En una obra anterior, Homo sacer, a la que me referí en mi artículo El hombre desnudo y la guerra de Calderón (Proceso 1756), Agamben comparó a ese ciudadano con el “hombre sagrado” al que, según el derecho romano, la república no podía matar, pero cuyo asesino gozaría de la impunidad.
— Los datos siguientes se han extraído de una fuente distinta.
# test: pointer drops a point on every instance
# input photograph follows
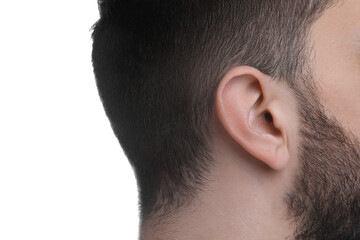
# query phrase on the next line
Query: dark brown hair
(157, 65)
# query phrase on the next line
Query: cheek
(339, 82)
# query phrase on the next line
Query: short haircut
(157, 65)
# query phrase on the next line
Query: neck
(243, 200)
(230, 209)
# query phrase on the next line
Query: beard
(324, 202)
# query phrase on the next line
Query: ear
(250, 106)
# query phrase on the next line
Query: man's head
(240, 105)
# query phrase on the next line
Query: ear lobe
(249, 111)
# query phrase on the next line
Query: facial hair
(325, 199)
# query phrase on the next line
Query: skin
(296, 176)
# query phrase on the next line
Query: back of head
(157, 65)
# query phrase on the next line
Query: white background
(63, 174)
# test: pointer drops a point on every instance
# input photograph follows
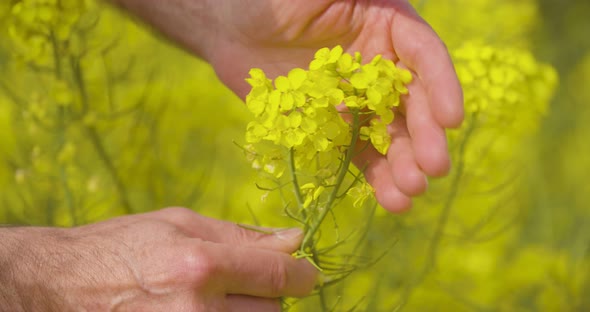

De esa impunidad gozan hoy no sólo los soldados que, en su persecución de criminales, matan ciudadanos, sino también los que no son soldados, esos mercenarios a sueldo que sirven a innumerables poderes tanto en la región triqui como en Ciudad Juárez.
Hoy más que nunca urge repensar y refundar el Estado desde las vidas comunitarias de las regiones.
Además opino que hay que respetar los Acuerdos de San Andrés, liberar a todos los zapatistas presos, derruir el Costco-CM del Casino de la Selva, esclarecer los crímenes de las asesinadas de Juárez, sacar a la Minera San Xavier del Cerro de San Pedro, liberar todos los presos de la APPO y hacerle juicio político a Ulises Ruiz.